Una Flying V e altri capricci di Mikael Åkerfeldt (con il permesso di Paul Reed Smith)    

Il gruppo Opeth è diventato uno dei simboli del metal contemporaneo, amalgamando il rock progressivo con l’heavy degli anni ’80. Camel, Jethro Tull e una solida base di Judas Priest –quelli di Sad Wings Of Destiny- sono il punto di partenza di uno dei chitarristi più interessanti del momento, lo svedese Mikael Åkerfeldt (Stoccolma, 1974), per smuovere le fondamenta di un genere nel quale non esistono solo i Dream Theater. Iniziò, da buon scandinavo, segnato dal death, ormai quasi un ricordo lontano in questo suo dodicesimo disco, Sourceress, uscito alla fine di Settembre 2016, un album quasi all’altezza di Pale Communion (2014) o Heritage (2011).
   

Arrivato ormai ai 42 anni, Åkerfeldt ha completato il proprio viaggio nel rock progressivo senza complessi e senza conformarsi con il mero revival. Il chitarrista non vive solo di death metal e dimostra di essere un compositore con una visione del futuro. Il suo lavoro e la sua scommessa sono stati ricompensati quest’anno da un contratto con la Nuclear Blast; Sourceress, il primo lancio di questa nuova tappa, ha soddisfatto le aspettative, per il momento.
 

   

Åkerfeldt è uno di quei chitarristi che i colleghi non perdono di vista. È di quelli che fa tendenza, non solo per la sua tecnica, ma soprattutto per l’abilità che ha di inventarsi una chitarra nuova quasi per ogni nota che suona e riuscire a fare meraviglie con qualsiasi ‘kit’ in vendita al supermercato all’angolo.    

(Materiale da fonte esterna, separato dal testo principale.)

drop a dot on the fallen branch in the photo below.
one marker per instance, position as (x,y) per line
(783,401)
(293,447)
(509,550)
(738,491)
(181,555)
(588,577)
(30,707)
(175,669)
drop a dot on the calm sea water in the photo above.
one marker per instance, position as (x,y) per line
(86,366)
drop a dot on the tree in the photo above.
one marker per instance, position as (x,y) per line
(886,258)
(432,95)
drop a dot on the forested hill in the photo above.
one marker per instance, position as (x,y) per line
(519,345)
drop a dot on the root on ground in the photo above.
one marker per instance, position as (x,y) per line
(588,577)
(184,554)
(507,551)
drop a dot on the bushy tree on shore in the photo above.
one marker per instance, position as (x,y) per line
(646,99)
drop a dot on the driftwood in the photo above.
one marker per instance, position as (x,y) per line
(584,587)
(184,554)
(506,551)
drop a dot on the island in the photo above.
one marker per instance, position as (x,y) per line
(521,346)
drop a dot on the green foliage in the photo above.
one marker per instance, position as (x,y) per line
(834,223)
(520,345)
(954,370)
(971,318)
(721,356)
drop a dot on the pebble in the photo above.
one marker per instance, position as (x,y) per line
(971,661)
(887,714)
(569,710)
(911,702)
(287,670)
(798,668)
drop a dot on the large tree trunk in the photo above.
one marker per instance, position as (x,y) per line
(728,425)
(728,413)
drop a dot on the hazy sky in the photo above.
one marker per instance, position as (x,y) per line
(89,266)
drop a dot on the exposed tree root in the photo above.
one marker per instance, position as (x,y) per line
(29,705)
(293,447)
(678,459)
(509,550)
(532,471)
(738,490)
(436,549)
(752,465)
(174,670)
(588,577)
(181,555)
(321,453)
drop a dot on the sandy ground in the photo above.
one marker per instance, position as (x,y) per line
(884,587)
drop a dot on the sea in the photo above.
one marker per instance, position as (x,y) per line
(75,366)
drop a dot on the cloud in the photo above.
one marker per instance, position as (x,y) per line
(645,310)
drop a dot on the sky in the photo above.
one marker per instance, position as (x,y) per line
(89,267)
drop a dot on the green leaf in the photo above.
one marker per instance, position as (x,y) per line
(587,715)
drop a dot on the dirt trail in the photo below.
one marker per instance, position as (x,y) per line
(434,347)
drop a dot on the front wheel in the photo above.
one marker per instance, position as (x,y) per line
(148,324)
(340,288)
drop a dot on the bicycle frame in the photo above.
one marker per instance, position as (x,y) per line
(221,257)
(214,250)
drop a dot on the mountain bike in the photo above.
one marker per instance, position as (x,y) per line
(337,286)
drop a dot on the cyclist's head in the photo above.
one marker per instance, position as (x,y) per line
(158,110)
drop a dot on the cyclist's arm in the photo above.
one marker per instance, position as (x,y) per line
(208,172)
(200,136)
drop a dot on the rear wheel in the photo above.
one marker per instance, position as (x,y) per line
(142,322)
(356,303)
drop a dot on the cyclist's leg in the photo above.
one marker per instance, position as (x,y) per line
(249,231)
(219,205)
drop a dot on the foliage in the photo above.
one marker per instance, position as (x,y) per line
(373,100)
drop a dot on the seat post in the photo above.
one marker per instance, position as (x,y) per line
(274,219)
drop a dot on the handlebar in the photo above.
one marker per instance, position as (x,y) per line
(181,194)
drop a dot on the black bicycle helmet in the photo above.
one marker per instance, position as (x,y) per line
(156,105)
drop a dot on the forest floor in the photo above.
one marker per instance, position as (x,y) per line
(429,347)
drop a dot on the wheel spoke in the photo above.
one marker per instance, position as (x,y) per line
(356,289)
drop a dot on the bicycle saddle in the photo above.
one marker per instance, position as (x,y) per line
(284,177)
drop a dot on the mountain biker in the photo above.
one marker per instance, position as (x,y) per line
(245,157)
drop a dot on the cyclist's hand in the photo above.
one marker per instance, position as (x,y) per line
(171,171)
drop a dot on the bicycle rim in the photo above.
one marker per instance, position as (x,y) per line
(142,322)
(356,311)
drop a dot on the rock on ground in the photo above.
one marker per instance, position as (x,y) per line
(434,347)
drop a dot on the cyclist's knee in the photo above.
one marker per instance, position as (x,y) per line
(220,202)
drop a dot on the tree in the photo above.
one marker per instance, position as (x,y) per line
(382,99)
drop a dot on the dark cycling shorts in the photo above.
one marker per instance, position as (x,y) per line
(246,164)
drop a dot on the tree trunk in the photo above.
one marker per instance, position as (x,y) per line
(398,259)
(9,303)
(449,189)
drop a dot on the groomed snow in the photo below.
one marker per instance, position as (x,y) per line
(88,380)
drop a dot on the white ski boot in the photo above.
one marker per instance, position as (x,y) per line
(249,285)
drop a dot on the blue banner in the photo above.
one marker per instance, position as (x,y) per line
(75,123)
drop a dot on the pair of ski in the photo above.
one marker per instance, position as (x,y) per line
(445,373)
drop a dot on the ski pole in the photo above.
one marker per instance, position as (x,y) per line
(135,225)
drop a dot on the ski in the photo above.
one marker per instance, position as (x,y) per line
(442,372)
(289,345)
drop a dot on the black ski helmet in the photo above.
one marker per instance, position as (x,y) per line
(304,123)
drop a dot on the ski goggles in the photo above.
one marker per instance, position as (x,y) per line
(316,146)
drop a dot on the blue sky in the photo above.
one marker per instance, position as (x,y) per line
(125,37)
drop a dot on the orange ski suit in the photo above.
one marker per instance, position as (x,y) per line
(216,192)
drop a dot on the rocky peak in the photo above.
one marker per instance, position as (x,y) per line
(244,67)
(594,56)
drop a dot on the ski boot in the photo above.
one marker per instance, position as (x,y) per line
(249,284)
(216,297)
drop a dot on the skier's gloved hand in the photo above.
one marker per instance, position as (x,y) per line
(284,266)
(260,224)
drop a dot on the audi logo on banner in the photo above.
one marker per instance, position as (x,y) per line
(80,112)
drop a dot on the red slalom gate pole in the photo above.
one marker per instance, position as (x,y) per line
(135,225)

Il bricolage non ha nulla a che vedere, ovviamente, con la sua PRS Custom 24 preferita, ben rappresentata in un ‘armadio’ dominato quasi completamente dalle delicatessen di Paul Reed Smith. Dal vivo, per contratto, è l’unica marca presente sul palcoscenico.
   

Per registrare Sorceress, però, ha usato diversi capricci con sei corde che si è concesso negli ultimi tempi. Una Gibson Flyin’ V del ’79 –un tributo agli Scorpions- e un paio di Stratocaster a cui dice di aver realizzato ‘qualche’ cambio: una Custom Shop Acrylic del ’68 che ‘suona da dio’ e un modello del ’62 che, da ciò che si può leggere sulla stampa specializzata, dell’originale conserva solo la froma. Åkerfeldt è così, maniacale anche nella scelta dell’amplificatore. Il suo, un Marshall, porta la firma di Yngwie Malmsteen.
 

 

Il suo ‘aiutante’, Fredrik Åkesson, invece, non molla la sua Gibson Junior P90 se non per imbracciare una PRS Angelus –come quella di Mikael- per i pezzi acustici. Per quanto riguarda il resto della band, tutti rispondono al profilo virtuosistico che esige il rock progressivo. Degno di nota il bassista Martin Méndez, che ha cambiato i suoi Fender Jazz Bass per i Sandberg California di 4 e 5 corde, e completano il gruppo Martin Axenrot alla batteria e Joakim Svalberg alle tastiere, che con il suo piano riesce a dare un tocco ancor più speciale a un disco indispensabile.